Dana A. Thompson, 99, is a clinical professor of law and directs Michigan Law’s Transactional Law Clinics Program, the Community Enterprise Clinic, and the Zell Entrepreneurship Clinic. She has devoted most of her legal career to representing community-based organizations and small businesses on transactional matters to advance economic, racial, and social justice in urban communities.

Thompson teaches in the Community Enterprise Clinic, where she represents community-based and nonprofit organizations, cooperatives, social enterprises, and small businesses in Detroit and other disinvested urban communities. She is the founding director of Michigan Law’s Zell Entrepreneurship Clinic, where she represented University of Michigan student-led startups and other start-up ventures.

Before joining Michigan Law, Thompson taught at Wayne State University Law School and founded and directed Wayne Law’s Small Business Enterprises and Nonprofit Corporations Clinic. At Wayne Law, she was also the director of the Damon J. Keith Law Collection of African-American Legal History.

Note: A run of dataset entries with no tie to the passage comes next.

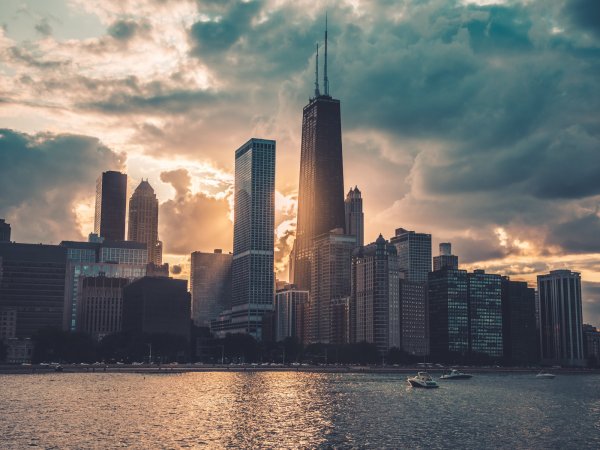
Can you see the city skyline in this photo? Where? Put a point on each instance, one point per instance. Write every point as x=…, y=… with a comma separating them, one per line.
x=418, y=164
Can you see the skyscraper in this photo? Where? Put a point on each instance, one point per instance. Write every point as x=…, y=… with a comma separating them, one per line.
x=330, y=281
x=111, y=202
x=414, y=253
x=4, y=231
x=143, y=221
x=355, y=219
x=210, y=285
x=375, y=295
x=253, y=236
x=445, y=258
x=561, y=336
x=321, y=189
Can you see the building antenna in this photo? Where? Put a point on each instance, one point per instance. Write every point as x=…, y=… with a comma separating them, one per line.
x=325, y=79
x=317, y=93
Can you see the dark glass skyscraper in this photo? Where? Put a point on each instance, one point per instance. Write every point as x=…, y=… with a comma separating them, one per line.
x=321, y=190
x=111, y=204
x=253, y=236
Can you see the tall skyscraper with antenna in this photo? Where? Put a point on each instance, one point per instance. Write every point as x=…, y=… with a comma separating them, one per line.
x=321, y=190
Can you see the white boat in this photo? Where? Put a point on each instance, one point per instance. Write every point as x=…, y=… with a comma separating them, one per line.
x=423, y=379
x=455, y=375
x=546, y=375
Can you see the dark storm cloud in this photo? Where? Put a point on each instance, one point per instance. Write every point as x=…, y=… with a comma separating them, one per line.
x=43, y=176
x=580, y=235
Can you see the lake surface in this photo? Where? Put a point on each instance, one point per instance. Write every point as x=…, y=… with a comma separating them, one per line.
x=296, y=410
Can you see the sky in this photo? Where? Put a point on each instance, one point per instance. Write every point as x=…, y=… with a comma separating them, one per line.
x=475, y=121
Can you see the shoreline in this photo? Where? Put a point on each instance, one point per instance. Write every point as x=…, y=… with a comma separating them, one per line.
x=9, y=369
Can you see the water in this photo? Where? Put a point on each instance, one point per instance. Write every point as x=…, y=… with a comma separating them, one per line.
x=296, y=410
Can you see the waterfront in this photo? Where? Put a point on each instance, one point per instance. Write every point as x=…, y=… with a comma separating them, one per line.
x=296, y=410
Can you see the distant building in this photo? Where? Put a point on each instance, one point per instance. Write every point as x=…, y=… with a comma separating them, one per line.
x=355, y=219
x=117, y=259
x=289, y=313
x=321, y=181
x=111, y=203
x=143, y=221
x=485, y=314
x=519, y=331
x=253, y=236
x=4, y=231
x=561, y=337
x=33, y=284
x=448, y=313
x=414, y=318
x=100, y=308
x=157, y=305
x=375, y=295
x=414, y=254
x=330, y=280
x=210, y=285
x=445, y=258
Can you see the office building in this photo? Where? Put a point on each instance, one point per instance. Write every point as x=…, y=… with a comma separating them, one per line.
x=143, y=221
x=111, y=203
x=561, y=337
x=321, y=187
x=330, y=280
x=100, y=308
x=253, y=236
x=157, y=305
x=210, y=285
x=289, y=313
x=4, y=231
x=445, y=258
x=355, y=219
x=485, y=314
x=113, y=259
x=414, y=254
x=33, y=284
x=448, y=313
x=414, y=317
x=375, y=295
x=519, y=331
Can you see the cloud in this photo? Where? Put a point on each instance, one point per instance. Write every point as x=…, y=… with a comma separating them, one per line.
x=192, y=222
x=43, y=177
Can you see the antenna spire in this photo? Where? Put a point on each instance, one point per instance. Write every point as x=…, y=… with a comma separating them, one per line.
x=317, y=93
x=325, y=79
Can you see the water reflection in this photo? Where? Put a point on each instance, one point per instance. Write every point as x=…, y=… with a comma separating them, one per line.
x=295, y=410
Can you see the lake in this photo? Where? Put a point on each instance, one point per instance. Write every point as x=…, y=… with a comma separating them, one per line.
x=296, y=410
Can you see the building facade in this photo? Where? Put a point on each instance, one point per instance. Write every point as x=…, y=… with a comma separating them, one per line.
x=519, y=331
x=330, y=281
x=143, y=221
x=445, y=258
x=210, y=285
x=253, y=236
x=414, y=318
x=321, y=182
x=375, y=297
x=157, y=305
x=485, y=314
x=355, y=218
x=414, y=254
x=561, y=337
x=447, y=292
x=33, y=284
x=100, y=310
x=111, y=204
x=290, y=304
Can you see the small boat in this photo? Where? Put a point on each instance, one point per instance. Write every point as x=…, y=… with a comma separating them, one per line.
x=455, y=375
x=423, y=379
x=545, y=375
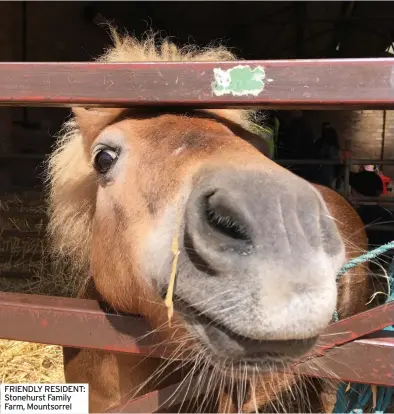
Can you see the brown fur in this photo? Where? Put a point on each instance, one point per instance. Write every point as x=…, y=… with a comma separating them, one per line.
x=83, y=229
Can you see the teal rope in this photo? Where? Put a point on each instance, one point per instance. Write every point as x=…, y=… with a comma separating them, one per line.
x=365, y=257
x=359, y=395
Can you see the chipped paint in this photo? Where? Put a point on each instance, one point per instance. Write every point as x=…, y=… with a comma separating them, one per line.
x=240, y=80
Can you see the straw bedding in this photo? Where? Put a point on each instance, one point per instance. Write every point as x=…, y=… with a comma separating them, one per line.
x=25, y=268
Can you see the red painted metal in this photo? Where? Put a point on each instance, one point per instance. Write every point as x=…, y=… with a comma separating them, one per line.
x=313, y=84
x=75, y=323
x=53, y=320
x=367, y=361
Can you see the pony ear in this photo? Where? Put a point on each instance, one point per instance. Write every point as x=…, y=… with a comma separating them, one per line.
x=91, y=121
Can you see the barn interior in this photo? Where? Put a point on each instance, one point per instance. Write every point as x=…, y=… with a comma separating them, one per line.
x=76, y=31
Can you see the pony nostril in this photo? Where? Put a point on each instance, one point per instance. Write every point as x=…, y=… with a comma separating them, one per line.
x=223, y=219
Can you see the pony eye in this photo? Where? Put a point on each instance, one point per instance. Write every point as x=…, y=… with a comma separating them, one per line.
x=104, y=160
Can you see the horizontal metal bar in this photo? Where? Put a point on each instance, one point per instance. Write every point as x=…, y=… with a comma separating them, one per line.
x=354, y=327
x=52, y=320
x=362, y=199
x=334, y=162
x=367, y=361
x=75, y=323
x=308, y=84
x=345, y=361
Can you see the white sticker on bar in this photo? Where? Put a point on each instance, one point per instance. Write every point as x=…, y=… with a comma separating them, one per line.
x=44, y=398
x=240, y=80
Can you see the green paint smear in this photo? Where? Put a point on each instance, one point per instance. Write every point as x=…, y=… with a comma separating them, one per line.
x=238, y=81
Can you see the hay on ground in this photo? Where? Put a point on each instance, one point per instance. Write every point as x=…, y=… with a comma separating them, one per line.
x=26, y=268
x=24, y=362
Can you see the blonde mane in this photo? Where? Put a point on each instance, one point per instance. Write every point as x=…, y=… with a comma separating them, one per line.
x=70, y=177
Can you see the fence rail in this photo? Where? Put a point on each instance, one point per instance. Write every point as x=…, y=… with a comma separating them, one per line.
x=303, y=84
x=52, y=320
x=355, y=349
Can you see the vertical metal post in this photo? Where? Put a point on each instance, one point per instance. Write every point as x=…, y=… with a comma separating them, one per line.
x=348, y=163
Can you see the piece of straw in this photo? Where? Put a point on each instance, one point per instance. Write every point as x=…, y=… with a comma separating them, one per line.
x=170, y=290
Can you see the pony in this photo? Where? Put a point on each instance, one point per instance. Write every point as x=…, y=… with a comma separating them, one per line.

Her scholarship and other writings focus on urban entrepreneurship and community development, small business legal matters, and student entrepreneurship. Before entering academia, Thompson practiced at Morrison & Foerster LLP in San Francisco, then at Miller, Starr and Regalia, where she specialized in commercial real estate and corporate law. She then joined the Nature Conservancy as regional counsel.

In November 2014, Thompson was elected statewide by the citizens of Michigan to serve on the Wayne State University Board of Governors, which elects the president of the university, has general supervision of the university, and controls all expenditures from university funds, among other duties.

Thompson also serves on the board of directors of TechTown Detroit and Voters Not Politicians. She is the past chair of the Community Economic Development Committee of the ABA’s Business Law Section and is a past co-chair of the Legal Educator’s Committee of the ABA’s Forum on Affordable Housing and Community Development Law. She also is a past co-chair of the Association of American Law School’s Clinical Law Section’s Awards Committee.